Works of two well known Italian photographers, masters of landscape
Elio Ciol (born in 1929) has been shooting same places in black and white for over half a year: Assisi in the province of Perugia and its surroundings. Assisi under snow drifts, in a fog, in winter and in summer. In Elio Ciol's photographs, arcades, stairs, curves of empty streets, ancient walls drenched in the sun and casting fanciful shadows, stand next to panoramic views. Like pieces of mosaic, these images come together to form a harmonious view of the world loved by the photographer.
According to writer Carlo Sgorlon, “Ciol, as many others, is attached to his Penates and his culture, his feeling toward them being similar to religious. Therefore, this place for him is not only the starting point, but also the point of return. Its theme is most closely connected with the artists' religious and philosophical views that fund each of his works”.
Using infrared filters that allow him to achieve unusual effects, Ciol often lends dramatic sound to the “silence” of his uninhabited landscapes.

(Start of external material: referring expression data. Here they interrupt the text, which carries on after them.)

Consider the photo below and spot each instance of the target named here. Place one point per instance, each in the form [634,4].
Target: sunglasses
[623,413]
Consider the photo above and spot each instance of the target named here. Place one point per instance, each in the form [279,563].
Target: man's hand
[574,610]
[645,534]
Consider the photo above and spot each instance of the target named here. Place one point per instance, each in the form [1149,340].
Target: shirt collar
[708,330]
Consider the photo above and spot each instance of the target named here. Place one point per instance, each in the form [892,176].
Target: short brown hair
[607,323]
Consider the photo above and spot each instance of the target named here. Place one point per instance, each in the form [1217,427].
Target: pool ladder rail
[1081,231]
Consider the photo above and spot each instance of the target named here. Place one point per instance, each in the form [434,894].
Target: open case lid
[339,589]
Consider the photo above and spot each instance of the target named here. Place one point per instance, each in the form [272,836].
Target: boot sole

The works of Frank Dituri (born in 1946) reveal the aspiration of creating images existing beyond time. Italian by descent, Frank Dituri was brought up and became photographer in New-York. His works were displayed in scores of galleries and museums all over the world and published repeatedly in important photographic editions. Having been fascinated by one of Giorgio de Chirico's most enigmatic works, Mystery and Melancholy of a Street, he seeks to create a similar feeling of space and time in his monochromatic images inhabited by blurred silhouettes of trees, buildings and people. Dituri claims that “combination of visible reality and its psychological underpinning is absolutely essential for any work of art”. Teetering on the edge of the real and the surreal, the obvious and the concealed, the author encourages viewers to guess, conjecture and imagine.
Frank Dituri's fragmentary compositions reveal the author's interest to the heritage of the Pictorialists, a certain recovery of their artistic methods. The author's impressionistic images are penetrated with his deeply personal attitude to his objects, his main character being the “feeling” – changeable and elusive, existing only here and now. On the contrary, Elio Ciol's photographs are academically austere. The nature is shown here magnificent and unapproachable. There is no place for humans in it, and the ancient buildings are the only inhabitants of this world where the time and tradition can be sensed almost on the physical level.
The exhibition Density of Silence opening in ROSPHOTO shows two subjective views, two examples of interpretation of the world, realized in the images of Italian nature, freed of anything accidental and inconsistent.